蜀山雖然自詡玄修界之翹楚,放眼整個九洲,真正能被其看在眼裡的,也是屈指可數。可他們再是高傲,面對傳說中的天界也是存了敬畏之心的。
天界是什麼?
想想當年春秋之洲發生的封神之戰。
當年鋒芒不露,幾乎不可一世的大商王朝,朝夕之間,便分崩離析,由此便不難想見天界之威了。
更何況,蜀山傳承道家,而道家的祖師太上老君更是住在天界最高的三十三重天之離恨天,坐擁寶殿兜率宮。
事實上,九洲之上越是站在頂峰的宗門勢力,無一不跟天界有着千絲萬縷的關係,對天界的敬畏之心,也是越發的濃烈。
遠行道人的一席話,猶如揭開了驚天之秘一般,對於蜀山的一衆弟子而言,當真不啻於九天神雷。
先不說那二十萬天河元帥的名頭,只是出身天界,就足以讓一衆蜀山弟子不敢再有絲毫的憤怒。
更何況,朱剛鬣手中拿着的還是道家祖師太上老君親自鑄就的天界重寶呢,又豈是他們這些小小劍修的飛劍所能抵擋。
“行爲不檢?好一個行爲不檢,哈哈,欲加之罪何患無辭。天上那羣僞善之輩,還是那般喜歡往自己臉上貼金吶。”朱剛鬣終於開口了,卻是擎起九尺釘耙直指蒼天,憤然而罵。
只是這份氣魄,就不知震懾了多少人。
“練霓……還好吧?”突然,朱剛鬣全身的戾氣猛地散去,俊朗的面容上竟然散發出一抹疼惜憐愛之色。
“你是說志霓師侄麼?自從那件事後,所受打擊不小,直到現在還在蜀山療養。”遠行道長不愧是人老成精,從朱剛鬣的神色中似乎察覺到了什麼。
“哎,那件事確實是我唐突了。”朱剛鬣嘆息一聲,“原本只是想着恢復她前世的記憶,能夠相認,再續前緣,卻沒想到弄巧成拙,差點害了她的清白。
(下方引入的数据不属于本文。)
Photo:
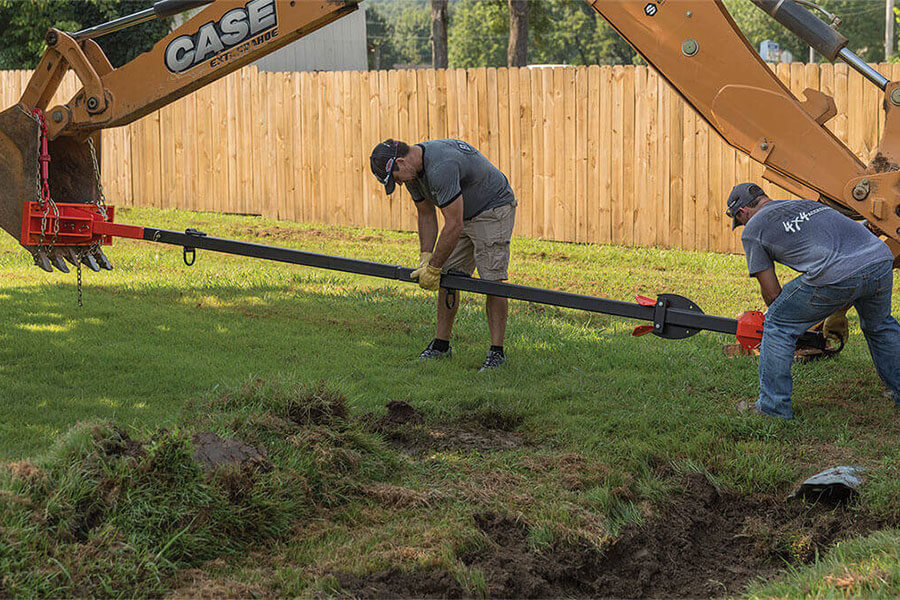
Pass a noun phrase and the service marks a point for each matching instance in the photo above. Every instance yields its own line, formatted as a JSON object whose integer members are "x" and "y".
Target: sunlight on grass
{"x": 155, "y": 338}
”
“你們走吧。回去後,記得替俺老豬給練霓帶句話。就說……”朱剛鬣沉吟了一會,才幽幽說道,“鐵樹開花情竇開,嫦娥宮中一浮白。對月形單望相護,只羨鴛鴦不羨仙。”
好一個情種!
即使遠行道長揣摩不出其中的關聯,不過,卻能深切的感受到這朱剛鬣對志霓師侄的濃濃深情。
看來,志霓師侄之事,另有隱情啊。
“哎,卻是連累了月心嫦娥,也不知她現在的處境如何了?”朱剛鬣呢喃了一句,臉上的悲哀立時間一掃而空,再次化作冰冷,“在俺老豬沒有改變主意之前,快滾。”
面對朱剛鬣毫不留情的逐客令,一衆蜀山弟子卻是生不出絲毫的怨言,在遠行道長的帶領下,攙扶起昏迷的志廉,急忙御劍而去,連依舊停留在天上的展亦白兩人也是顧及不上了。
“不好,好一羣沒有義氣的牛鼻子,竟然就這麼把咱們扔下了。臭小子,快跑。”畫風突變,等鼠妖反應過來時,已是晚了。
沒等他拉着展亦白逃離,卻見眼前身影一閃,朱剛鬣突兀的出現在了兩人的身前。
“啊……大王讓我來巡山,我把人間轉一轉,打起我的鼓……哎呦,我只想說自己是路過……啊!!!”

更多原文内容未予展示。